7/10
So Bad, It's Good
30 May 2014
Warning: Spoilers
This movie is so incredibly dated, it is comical, and I enjoyed it for that reason.

Doug Fairbanks and his buddies are out wasting months of their lives ending the lives of Sumatran tigers (now nearly extinct), but on their way to Sumatra, Doug gets the bright idea to maroon himself on an island with nothing but a toothbrush (which he exchanges for a dog, because Robinson Crusoe had a dog). He jumps overboard and swims to shore, and somewhere off camera there must have been a Dyson air-dryer because when he arrives, he's miraculously dry, and his white shirt is crisp and clean. Cut to a month later and Doug's been hard at work building an elaborate bungalow, but there must be a quarry of Clorox bleach there because his shirt is still crisp and clean as the day he bought it.

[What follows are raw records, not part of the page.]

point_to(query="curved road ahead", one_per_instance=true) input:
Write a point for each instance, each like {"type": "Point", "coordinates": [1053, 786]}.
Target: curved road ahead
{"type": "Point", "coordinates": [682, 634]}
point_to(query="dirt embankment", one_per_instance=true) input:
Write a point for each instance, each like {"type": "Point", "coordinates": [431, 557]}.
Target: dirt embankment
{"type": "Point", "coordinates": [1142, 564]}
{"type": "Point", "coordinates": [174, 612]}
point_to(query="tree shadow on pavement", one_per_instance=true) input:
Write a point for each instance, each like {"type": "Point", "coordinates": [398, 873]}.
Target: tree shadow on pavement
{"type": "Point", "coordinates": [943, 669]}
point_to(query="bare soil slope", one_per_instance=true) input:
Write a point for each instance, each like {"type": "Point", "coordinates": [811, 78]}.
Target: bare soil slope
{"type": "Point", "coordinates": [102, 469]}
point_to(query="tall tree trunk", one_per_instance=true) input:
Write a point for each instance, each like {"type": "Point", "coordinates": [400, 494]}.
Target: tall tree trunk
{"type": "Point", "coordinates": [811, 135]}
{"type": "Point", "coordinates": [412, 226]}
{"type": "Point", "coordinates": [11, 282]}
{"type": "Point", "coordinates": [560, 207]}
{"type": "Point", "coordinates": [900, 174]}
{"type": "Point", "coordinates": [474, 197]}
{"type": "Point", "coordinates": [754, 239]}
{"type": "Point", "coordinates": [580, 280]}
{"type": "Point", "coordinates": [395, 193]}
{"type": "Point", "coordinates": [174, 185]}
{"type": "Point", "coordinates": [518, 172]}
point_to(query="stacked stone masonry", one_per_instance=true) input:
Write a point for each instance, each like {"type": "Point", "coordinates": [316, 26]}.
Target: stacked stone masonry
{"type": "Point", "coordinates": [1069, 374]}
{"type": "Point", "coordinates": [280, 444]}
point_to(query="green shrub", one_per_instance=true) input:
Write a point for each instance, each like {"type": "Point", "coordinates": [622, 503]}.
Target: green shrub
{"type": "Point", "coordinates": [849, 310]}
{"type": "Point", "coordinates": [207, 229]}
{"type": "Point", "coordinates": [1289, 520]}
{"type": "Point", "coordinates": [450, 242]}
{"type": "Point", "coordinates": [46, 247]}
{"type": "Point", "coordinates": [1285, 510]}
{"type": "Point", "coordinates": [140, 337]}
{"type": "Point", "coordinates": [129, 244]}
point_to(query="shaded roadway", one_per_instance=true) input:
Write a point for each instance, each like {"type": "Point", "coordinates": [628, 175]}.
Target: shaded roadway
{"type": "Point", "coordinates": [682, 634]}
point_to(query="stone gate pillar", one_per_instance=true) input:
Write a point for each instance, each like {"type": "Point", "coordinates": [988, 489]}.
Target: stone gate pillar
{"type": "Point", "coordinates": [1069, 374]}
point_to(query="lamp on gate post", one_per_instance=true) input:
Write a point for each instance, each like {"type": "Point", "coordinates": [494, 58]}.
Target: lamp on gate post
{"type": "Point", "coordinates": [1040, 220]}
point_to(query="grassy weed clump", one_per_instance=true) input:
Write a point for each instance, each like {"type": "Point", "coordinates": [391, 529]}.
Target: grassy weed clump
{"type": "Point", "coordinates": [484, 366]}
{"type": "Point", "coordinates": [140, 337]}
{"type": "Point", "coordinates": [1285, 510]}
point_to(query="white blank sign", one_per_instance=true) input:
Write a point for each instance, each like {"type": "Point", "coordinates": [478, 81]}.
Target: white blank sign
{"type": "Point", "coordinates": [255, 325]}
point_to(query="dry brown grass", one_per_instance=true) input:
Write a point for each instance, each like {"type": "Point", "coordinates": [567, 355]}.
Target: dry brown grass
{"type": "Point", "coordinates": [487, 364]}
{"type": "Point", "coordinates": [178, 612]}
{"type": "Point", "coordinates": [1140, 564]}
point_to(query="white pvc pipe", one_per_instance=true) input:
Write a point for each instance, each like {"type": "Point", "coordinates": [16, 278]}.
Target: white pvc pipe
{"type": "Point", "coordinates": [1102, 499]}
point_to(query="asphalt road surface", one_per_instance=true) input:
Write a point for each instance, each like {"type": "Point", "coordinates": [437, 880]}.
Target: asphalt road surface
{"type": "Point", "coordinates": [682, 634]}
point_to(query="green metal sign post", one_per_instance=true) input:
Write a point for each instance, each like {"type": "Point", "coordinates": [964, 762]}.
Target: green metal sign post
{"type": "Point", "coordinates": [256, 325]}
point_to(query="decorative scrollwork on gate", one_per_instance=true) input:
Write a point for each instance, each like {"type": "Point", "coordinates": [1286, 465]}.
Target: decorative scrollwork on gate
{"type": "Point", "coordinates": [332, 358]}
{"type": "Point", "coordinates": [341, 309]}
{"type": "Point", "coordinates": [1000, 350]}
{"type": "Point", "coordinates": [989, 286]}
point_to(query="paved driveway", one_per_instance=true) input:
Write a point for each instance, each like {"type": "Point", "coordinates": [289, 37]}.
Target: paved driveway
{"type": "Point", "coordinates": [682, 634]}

He is completely alone on the island, but on a nearby beach a native girl refuses to marry because she doesn't want her front teeth knocked out (a custom among her people). We catch a few glimpses of her completely topless, mostly through the reflection in the moving water as she's prepared for marriage. (Doug and Maria Alba took up together during the filming of this movie, and one wonders if he sat in the audience elbowing his buddies as they watched this scene whispering, "Look at what I got!") She escapes and paddles over to Doug's island, but she's quickly caught in one of his animal traps. He hurries to her rescue and she's conveniently knocked out, so he carries her to his bungalow. She awakens and thinks nothing of the fact that he's built this very western abode filled with devices she no doubt has no knowledge of. So what catches her attention? This must be a bachelor's apartment, as there are dirty "dishes" in the sink. What is a woman to do when she sees such disarray? Wash them of course! The ridiculousness of the plot keeps coming as the natives that Doug's girl "Saturday" escaped from find their way to the island and try to kill Doug. But he foils them alright. He snatches bunches of bananas from the trees and splays the peels out over their path, and down they go! Cinevent 2014 screened silent version of this film, which is rarer than the dubbed over talkie, but it is full of sound effects. According to the program notes, the talkie version is even worse than this one. Woof!